May 9, 2014 | Unregistered CommenterPD Pepe

Notes to Krauthammer: Tomorrow's weather is a FUTURE event. Weather does NOT equal Climate.

Climate history deals with PAST events.

Is this guy stupid? Or does he think we are?

May 9, 2014 | Unregistered CommenterBarbarossa

Krauthammer should visit SIO (Scripps) and get a lecture about all their ice cores etc.. Then he could go to NCAR and get a lecture on all the data that they have collected world wide. Bush censored that immediately and put a politician in charge of vetting all their scientific papers as soon as he came in office. (actually I bet it was Cheney).

May 9, 2014 | Unregistered CommenterDede C

Over at http://nymag.com/daily/intelligencer/2014/05/krauthammer-george-will-attack-climate-science.html , Jonathan Chait has a take down on "...Esteemed Fox News Panel" with George Will and Charles Krauthammer.

Chait sums up these men of science quite well, i.e., :

"The analogy Krauthammer suggests of the rain man — an authority figure possessed of commanding prestige despite lacking even rudimentary analytic powers — turns out to be apt; only he is describing himself."

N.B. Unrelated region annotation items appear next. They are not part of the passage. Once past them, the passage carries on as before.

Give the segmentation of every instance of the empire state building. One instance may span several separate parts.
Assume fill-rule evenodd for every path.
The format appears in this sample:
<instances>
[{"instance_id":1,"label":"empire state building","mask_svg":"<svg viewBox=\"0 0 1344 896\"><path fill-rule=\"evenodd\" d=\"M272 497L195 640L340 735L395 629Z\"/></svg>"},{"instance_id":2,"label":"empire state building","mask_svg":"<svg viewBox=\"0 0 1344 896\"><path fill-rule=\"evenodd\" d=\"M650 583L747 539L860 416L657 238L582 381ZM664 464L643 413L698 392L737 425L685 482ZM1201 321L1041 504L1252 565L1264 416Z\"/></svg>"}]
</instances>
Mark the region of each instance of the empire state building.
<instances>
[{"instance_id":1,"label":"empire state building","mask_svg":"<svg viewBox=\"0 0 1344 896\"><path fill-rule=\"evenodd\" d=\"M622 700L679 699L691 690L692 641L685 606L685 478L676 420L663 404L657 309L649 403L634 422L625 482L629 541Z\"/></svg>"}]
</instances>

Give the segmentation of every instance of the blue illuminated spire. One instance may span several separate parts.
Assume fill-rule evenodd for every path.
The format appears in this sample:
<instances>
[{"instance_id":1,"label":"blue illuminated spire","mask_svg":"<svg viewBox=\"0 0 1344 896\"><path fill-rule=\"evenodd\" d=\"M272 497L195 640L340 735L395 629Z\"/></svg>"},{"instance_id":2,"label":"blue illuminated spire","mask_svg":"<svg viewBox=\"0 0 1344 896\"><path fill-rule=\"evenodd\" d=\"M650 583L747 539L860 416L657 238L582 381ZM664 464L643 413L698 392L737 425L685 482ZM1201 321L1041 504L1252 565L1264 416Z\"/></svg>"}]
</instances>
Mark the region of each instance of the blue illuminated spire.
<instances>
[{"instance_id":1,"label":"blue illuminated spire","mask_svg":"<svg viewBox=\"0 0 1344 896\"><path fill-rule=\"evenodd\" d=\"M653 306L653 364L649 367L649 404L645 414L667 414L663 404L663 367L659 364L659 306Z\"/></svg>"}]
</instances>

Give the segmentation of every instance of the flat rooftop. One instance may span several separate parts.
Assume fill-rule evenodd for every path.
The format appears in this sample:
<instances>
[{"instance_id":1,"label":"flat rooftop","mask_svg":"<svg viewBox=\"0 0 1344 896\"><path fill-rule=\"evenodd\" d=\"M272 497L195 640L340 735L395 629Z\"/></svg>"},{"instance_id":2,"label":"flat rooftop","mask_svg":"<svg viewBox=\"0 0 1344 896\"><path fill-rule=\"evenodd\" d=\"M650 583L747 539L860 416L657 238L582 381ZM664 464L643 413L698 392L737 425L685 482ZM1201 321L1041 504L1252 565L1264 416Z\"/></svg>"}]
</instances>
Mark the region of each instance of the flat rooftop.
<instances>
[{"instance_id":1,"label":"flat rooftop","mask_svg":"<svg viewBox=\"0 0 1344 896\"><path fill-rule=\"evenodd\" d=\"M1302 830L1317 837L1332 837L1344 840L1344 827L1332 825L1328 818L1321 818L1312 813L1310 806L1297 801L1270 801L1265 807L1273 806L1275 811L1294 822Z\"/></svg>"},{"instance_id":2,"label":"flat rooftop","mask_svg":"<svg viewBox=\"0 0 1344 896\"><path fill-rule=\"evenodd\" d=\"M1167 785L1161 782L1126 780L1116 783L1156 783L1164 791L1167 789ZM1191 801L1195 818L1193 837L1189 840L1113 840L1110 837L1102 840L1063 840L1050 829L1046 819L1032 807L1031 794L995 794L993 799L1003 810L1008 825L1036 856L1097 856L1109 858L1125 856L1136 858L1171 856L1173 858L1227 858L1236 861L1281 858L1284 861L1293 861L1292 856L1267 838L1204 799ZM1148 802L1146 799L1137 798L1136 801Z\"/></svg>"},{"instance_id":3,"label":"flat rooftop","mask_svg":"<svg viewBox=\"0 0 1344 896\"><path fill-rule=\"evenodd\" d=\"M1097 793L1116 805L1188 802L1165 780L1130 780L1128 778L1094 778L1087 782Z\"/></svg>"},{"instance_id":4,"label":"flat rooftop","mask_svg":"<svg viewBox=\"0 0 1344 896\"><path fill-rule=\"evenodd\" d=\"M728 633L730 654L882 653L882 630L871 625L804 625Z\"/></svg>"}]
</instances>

May 9, 2014 | Unregistered CommenterMAG

Thanks MAG for the link. So it's not only Charles K., but George W. that appear to be somewhere back in the days when we prayed to rain gods and slaughtered virgins for the Corn Kings. I liked Chait's last paragraph:

"To watch Will and Krauthammer grasp for rationales to cast doubt on an established scientific field merely because its findings pose a challenge to their ideological priors is a depressing, and even harrowing, study in the poisonous effects of dogma upon a once-healthy brain. They have amassed an impressive array of sound bites and factoids, and can render them with convincing gravitas, and yet their underlying reasoning is absolutely bonkers. The analogy Krauthammer suggests of the rain man — an authority figure possessed of commanding prestige despite lacking even rudimentary analytic powers — turns out to be apt; only he is describing himself."

And you always have to ask: What's THEIR skin in the game?

May 9, 2014 | Unregistered CommenterPD Pepe

@PD: As Marie said: Koch Industries. 'Nuff said.